Here are some other considerations:
- The intricacy and aesthetic appeal of inlays-- while they may look sharp, finely crafted inlays can raise the price of a cue by hundreds of dollars.
- You probably don’t want to try out a custom cue unless you’re a very serious player or already know a lot about cues. Manufacturers make plenty of excellent, playable cues good for the novice pool cue buyer.
- If you’re a female player looking for a good cue, try the Flirt Series from Players or Athena, a manufacturer specifically designing cues for women.
The Stuff Cues Are Made Of
Consider the materials a cue is made out of:
- The harder the materials used, the more power your shot will have.
- Softer materials provide better control, a need for many players.
- The two primary types of material used to construct cues are fiberglass/graphite and wood.
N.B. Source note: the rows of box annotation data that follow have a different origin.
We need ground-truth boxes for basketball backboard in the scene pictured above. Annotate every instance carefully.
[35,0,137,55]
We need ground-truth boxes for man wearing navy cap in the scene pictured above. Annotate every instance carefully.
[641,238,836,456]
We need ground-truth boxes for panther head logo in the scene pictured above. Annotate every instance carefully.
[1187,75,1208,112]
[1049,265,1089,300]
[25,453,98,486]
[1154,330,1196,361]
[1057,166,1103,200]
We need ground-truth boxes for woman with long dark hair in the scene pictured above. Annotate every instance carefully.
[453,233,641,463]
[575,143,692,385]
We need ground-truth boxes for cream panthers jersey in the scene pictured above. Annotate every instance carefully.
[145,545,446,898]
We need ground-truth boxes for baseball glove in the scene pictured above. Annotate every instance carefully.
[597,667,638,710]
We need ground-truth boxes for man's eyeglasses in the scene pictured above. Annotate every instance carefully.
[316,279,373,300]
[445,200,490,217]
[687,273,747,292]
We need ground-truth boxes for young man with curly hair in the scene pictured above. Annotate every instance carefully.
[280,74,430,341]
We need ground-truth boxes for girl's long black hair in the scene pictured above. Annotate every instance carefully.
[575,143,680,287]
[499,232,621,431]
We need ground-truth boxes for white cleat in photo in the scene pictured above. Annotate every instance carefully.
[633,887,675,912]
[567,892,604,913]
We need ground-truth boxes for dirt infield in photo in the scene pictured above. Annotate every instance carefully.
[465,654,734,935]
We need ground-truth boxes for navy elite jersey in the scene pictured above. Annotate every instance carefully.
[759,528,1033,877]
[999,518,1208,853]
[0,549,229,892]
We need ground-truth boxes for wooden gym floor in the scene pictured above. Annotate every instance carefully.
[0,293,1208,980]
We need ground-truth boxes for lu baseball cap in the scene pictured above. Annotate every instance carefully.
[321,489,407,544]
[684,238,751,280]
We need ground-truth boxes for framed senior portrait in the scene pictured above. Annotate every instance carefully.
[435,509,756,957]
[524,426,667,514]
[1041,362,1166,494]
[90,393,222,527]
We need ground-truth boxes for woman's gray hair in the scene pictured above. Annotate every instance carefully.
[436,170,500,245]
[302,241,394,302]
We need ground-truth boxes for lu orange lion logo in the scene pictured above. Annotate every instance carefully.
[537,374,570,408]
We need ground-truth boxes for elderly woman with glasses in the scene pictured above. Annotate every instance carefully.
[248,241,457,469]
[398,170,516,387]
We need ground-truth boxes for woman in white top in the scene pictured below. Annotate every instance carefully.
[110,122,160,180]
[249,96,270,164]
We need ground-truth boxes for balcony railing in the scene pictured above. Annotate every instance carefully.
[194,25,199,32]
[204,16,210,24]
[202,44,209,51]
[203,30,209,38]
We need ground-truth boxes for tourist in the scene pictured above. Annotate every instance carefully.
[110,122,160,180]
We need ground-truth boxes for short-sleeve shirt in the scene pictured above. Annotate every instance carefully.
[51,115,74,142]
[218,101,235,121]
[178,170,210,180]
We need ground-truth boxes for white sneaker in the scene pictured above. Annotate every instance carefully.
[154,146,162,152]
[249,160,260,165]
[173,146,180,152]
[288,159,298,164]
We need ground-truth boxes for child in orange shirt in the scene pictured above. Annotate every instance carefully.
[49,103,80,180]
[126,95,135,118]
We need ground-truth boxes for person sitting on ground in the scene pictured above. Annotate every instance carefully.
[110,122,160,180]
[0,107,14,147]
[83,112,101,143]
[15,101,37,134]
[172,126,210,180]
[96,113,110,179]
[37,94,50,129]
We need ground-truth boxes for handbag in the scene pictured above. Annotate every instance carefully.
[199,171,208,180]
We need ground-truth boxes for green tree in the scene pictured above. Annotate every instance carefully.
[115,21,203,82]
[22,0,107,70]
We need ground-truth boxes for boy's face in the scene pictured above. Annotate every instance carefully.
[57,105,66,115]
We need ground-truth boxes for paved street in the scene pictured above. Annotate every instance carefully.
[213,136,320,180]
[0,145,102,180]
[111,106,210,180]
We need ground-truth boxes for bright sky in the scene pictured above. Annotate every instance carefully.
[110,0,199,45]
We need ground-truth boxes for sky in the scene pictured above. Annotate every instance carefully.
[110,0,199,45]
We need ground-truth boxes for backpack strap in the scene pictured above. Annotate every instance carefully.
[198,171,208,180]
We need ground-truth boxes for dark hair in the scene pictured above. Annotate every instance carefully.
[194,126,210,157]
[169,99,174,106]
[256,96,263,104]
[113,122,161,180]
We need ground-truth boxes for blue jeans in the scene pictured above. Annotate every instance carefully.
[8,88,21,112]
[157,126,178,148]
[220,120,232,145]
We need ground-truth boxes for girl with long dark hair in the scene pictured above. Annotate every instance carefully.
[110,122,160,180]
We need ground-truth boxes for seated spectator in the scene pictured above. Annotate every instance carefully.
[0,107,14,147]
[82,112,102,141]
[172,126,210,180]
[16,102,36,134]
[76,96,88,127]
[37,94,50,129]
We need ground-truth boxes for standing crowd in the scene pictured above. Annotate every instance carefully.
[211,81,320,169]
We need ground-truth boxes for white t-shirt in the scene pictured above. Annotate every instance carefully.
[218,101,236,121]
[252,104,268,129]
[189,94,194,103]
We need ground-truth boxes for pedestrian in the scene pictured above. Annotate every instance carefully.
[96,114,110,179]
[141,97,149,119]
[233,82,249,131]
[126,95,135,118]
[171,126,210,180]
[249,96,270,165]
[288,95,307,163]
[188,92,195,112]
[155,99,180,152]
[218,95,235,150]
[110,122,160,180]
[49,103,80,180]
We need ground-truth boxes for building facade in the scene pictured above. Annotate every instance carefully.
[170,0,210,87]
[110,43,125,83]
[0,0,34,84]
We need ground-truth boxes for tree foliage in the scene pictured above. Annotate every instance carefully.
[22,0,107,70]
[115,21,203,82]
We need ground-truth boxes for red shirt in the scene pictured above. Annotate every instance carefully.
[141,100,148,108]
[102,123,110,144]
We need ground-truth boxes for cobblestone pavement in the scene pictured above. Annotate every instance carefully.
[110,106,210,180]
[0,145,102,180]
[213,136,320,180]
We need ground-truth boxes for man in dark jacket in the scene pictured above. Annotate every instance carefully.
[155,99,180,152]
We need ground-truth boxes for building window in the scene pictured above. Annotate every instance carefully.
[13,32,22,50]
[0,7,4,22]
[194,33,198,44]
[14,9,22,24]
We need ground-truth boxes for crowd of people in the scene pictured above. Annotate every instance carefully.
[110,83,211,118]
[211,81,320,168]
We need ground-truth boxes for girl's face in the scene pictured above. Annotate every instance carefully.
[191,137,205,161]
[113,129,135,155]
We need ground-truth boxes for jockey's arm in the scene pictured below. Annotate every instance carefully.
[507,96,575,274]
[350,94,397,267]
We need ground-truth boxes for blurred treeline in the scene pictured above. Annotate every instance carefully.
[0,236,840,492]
Serious players opt for wood, but fiberglass/graphite is resistant to warping and some other maintenance issues.
- Cues weigh anywhere from 18-21 oz. Weight is also an important consideration.
- What weight you use isn’t really determined on physical strength, but rather on your preference for a heavier or lighter cue. Among professional players, the trend is moving toward use of lighter cues.
- Some cues have removable weight bolts, as many players favor breaking with a heavier cue. Or some players use a separate cue for breaking.
- Pool cues are usually 57-58 inches. The longer, more tapered sticks facilitate more spin and ball control. Also, if you have longer arms, a longer cue is a recommended step.
The Parts That Matter
Some parts of the cue are more important to the shot than others. The cue is broken into two parts: The butt, and the shaft. The butt is the heavier, bottom half of the cue, and the shaft is the top half, ending with the tip. One part many people consider essential to the shot is the joint, usually a metal screw that connects the butt to the shaft of a cue. Some points on the joint:
- A joint is where a shot’s “feel” is determined. Using other materials than metal—such as ivory, plastic or wood—can change the feel of the shot.
- Longer, wider joints generally are longer lasting.
Consider the wrap, or handle, of the cue as well. If you perspire a lot, a leather wrap might be the best option to absorb that moisture. Wraps are also made of nylon or wood with a high-gloss finish. The tip, or end of the shaft where one strikes the ball, is also critical. Generally made of leather, a softer tip is going to provide better control. You’ll also want to consider purchasing a cue case to make sure your stick is protected when you travel with it.
The Big Picture
The pool cue is the only variable equipment in the game between two opponents, so take the helpful tips from this pool cue buying guide. The both of you have to play with the same balls, on the same table, in the same environment. Having a cue that fits your needs, personality, and style of play is an important part of developing your overall billiards game. As a novice pool cue buyer, you'll discover the satisfaction and importance of owning your own pool stick.